''Fair-share health care is going to sweep the nation,'' said Vincent DeMarco, president of the Maryland Citizens' Health Initiative.
Last week, the Maryland Legislature overrode Gov. Robert Ehrlich's veto to become the first state to effectively force Wal-Mart, the nation's largest retailer, to boost employee health-care spending.
Starting next year, the Fair-Share Health Care Plan will require private companies with more than 10,000 employees in Maryland to spend at least 8 percent of payroll on health coverage, or make a contribution to the state's insurance program for the poor.
Wal-Mart, with about 17,000 employees in the state, is the only large company known to fall short of the 8 percent spending requirement.
Naomi Walker, director of state legislative programs for the AFL-CIO, said that since the veto override in Maryland, other state lawmakers are feeling a ''new excitement'' about pushing for more employer health coverage, especially from Wal-Mart. (It could not be determined whether any such move is afoot in Utah.)
''We're hearing stories from around the country of legislators who are fighting among each other about who is going to be the one to introduce the bill,'' she said.
At a briefing, the activists said that in Washington state and Wisconsin, legislatures have started conducting hearings on such bills.

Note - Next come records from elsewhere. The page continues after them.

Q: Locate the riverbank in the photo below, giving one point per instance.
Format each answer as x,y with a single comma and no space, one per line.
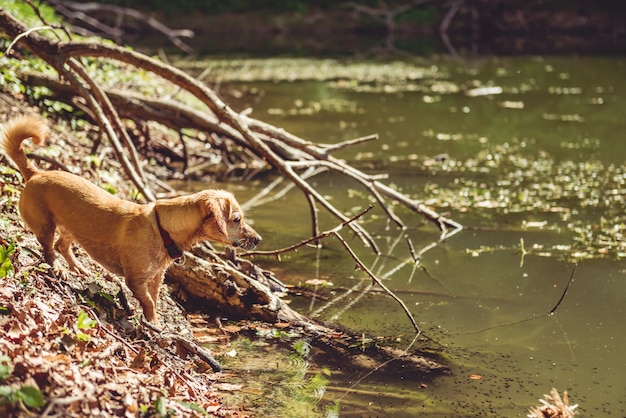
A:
476,28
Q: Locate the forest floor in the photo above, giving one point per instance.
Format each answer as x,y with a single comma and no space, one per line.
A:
68,347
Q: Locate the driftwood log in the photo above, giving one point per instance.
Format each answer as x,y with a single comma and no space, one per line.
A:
235,287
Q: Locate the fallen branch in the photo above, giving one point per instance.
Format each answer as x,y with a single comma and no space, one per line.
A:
230,285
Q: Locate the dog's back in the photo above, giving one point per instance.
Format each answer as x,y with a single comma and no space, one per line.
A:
15,132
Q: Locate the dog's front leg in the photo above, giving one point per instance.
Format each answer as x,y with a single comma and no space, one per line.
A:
141,290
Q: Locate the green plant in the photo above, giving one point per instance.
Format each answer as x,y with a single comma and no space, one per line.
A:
29,395
6,265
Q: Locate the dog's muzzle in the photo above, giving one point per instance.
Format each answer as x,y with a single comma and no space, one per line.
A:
248,243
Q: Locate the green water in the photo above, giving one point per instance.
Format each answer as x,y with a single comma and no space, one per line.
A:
535,173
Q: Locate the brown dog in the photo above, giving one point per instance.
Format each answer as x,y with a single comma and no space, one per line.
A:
136,241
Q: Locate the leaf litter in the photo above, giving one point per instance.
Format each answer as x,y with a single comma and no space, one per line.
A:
68,349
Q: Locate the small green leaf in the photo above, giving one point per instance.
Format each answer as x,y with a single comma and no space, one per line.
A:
84,321
160,407
5,367
6,392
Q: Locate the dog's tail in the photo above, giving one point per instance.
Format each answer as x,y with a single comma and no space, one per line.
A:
15,132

In Florida, ''they are in the process of putting together the legislative pieces'' to fit with existing state laws, said Rich Templin, spokesman for the AFL-CIO in Florida. ''There is bipartisan support for this bill,'' which will be introduced within days, he said in a telephone interview.
Similar preparations are under way in Georgia, Ohio and other states where lawmakers have been inspired by developments in Annapolis, Walker said.
Last Thursday, Wal-Mart spokesman Nate Hurst issued a statement predicting that the Maryland law and others like it would ''fail to control the soaring cost of health care [and] . . . cost jobs and slow economic growth.''
Wal-Mart notes that Maryland has 786,000 uninsured people, ''and less than one-half of 1 percent work for Wal-Mart.''
The retailer also points out that more than three-fourths of its employees have health coverage. In Maryland, both full-time and part-time Wal-Mart workers can become eligible for company health coverage that costs as little as $23 a month, the company said.
Wal-Mart supporters argue that the company's employees are only slightly more likely than their counterparts at other large retailers to collect Medicaid, the federal-state health care program for low-income people.
But union officials and health-care activists say Wal-Mart stints on health coverage and shifts those costs to taxpayers, who fund Medicaid. That is unfair to both taxpayers and the Wal-Mart competitors who provide more generous health-care coverage, they say.
''Health-care costs have gone out of control,'' Maryland Sen. Gloria Lawlah, a Democrat and a lead sponsor of the legislation, said at the briefing. Unless large, profitable companies provide reasonable health coverage for employees, state budgets will be swamped by costs associated with helping uninsured families, she said.